The risk of fraud is increased by the fact that BNPL providers, in the interest of lowering customer friction, avoid conducting a formal credit inquiry. BNPL is basically a loan application at the point of sale. So, the lack of thorough credit checks creates an easy entry point for fraudsters, and they find creative ways to exploit it. Once a fraudster purchases the product using a BNPL option, they either make one payment and default on the rest, or make no payments at all.
Address BNPL fraud with Fraud.net
It is essential for financial institutions offering BNPL plans to have a strategy ready to manage their financial and fraud risks. First, banks need to understand their own risk appetite for the BNPL offering. They must also distinguish between bad debts and fraud. Finally, they can use fraud prevention technology to mitigate their risks and protect themselves.
Fraud.net can help. Our application fraud prevention platform is specially designed to protect against BNPL fraud. It helps you review BNPL applications for any associations with fraudsters and delivers insights to alert you to potential BNPL fraud. What’s more, the Fraud.net platform’s comprehensive checks are rapid enough to lower customer friction.

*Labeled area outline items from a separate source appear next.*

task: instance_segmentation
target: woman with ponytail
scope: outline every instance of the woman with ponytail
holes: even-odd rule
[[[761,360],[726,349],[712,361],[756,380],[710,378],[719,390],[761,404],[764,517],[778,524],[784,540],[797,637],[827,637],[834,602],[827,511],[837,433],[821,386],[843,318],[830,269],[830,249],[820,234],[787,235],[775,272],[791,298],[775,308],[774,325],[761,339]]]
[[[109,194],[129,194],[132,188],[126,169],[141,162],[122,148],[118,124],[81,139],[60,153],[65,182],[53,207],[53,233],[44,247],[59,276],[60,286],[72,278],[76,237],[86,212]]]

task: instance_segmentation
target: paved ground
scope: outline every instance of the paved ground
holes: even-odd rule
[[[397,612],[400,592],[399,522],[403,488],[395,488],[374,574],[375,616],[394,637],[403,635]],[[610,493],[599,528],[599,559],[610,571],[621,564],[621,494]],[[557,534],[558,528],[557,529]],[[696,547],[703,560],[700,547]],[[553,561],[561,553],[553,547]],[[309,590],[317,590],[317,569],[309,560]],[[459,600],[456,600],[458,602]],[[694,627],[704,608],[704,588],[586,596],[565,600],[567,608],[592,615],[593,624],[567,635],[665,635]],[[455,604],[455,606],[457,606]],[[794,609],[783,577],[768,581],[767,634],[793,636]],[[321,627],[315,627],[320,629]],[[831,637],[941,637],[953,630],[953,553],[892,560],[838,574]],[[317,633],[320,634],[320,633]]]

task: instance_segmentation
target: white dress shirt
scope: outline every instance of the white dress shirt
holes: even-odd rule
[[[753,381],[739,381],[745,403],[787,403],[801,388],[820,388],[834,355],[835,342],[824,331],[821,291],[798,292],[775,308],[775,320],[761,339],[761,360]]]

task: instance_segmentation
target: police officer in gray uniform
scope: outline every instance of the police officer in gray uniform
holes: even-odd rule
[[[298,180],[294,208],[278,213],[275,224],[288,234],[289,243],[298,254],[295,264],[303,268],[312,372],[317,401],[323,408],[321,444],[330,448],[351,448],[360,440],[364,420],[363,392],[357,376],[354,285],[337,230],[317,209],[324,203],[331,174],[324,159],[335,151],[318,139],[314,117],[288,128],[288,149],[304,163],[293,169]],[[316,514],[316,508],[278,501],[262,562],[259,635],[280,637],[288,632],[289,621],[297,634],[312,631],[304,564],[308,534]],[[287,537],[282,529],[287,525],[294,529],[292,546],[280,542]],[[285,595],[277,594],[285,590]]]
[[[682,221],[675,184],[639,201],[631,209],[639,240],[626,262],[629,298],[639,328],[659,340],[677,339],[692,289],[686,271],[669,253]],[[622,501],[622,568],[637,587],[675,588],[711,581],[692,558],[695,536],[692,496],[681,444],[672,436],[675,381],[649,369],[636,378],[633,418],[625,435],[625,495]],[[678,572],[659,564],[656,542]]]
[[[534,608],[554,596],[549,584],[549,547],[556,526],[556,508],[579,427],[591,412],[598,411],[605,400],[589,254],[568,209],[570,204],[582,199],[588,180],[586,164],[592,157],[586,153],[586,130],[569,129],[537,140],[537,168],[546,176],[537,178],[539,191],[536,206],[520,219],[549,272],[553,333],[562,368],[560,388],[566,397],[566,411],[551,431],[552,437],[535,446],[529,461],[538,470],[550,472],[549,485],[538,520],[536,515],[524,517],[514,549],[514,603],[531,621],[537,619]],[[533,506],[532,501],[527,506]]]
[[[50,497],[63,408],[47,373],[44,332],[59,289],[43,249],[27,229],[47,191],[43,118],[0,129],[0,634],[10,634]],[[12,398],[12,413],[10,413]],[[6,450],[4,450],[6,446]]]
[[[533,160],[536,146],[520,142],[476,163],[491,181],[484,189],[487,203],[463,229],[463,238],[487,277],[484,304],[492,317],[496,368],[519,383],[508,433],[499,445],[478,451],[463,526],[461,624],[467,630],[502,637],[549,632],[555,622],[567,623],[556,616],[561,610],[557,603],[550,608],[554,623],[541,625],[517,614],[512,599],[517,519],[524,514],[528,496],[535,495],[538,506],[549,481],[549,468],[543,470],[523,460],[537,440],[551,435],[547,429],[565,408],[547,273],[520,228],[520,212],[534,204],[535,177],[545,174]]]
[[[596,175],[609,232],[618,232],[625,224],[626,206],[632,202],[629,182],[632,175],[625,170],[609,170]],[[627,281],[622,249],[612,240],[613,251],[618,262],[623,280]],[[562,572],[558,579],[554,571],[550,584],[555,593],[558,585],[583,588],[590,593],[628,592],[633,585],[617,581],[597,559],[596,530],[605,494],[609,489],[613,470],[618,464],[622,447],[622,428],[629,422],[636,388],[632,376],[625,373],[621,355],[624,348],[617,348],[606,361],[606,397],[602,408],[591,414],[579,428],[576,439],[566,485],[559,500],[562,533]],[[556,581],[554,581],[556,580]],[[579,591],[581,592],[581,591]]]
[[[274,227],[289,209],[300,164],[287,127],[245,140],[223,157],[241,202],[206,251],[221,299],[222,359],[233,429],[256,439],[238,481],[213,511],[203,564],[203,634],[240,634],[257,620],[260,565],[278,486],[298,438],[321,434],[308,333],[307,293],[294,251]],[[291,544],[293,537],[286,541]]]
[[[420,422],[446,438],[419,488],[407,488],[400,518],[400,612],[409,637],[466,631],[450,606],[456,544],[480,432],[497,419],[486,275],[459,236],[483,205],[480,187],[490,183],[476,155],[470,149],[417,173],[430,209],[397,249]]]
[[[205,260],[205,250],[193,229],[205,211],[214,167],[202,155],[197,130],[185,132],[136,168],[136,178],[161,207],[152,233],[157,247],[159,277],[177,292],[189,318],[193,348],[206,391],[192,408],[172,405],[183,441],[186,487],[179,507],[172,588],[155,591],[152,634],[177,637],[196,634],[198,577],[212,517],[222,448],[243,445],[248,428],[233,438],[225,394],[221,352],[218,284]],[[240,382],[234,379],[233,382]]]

Other functions of our platform include:
- Velocity and linkage analyses to ensure the transaction is associated with a genuine customer
- Checks for previous bad outcomes on BNPL transactions’ billing addresses
- Insights on the number of times an item has been purchased by an IP address or if multiple products were ordered to different locations by a single IP address (an excellent indicator of fraud)
- Dynamic device fingerprinting to capture the device ID used for BNPL applications, helping detect bots and other fraudulent activity
Our platform also provides several more features tailored to help financial institutions prevent BNPL fraud so they can keep pace with this popular payment option without shouldering too-high risks.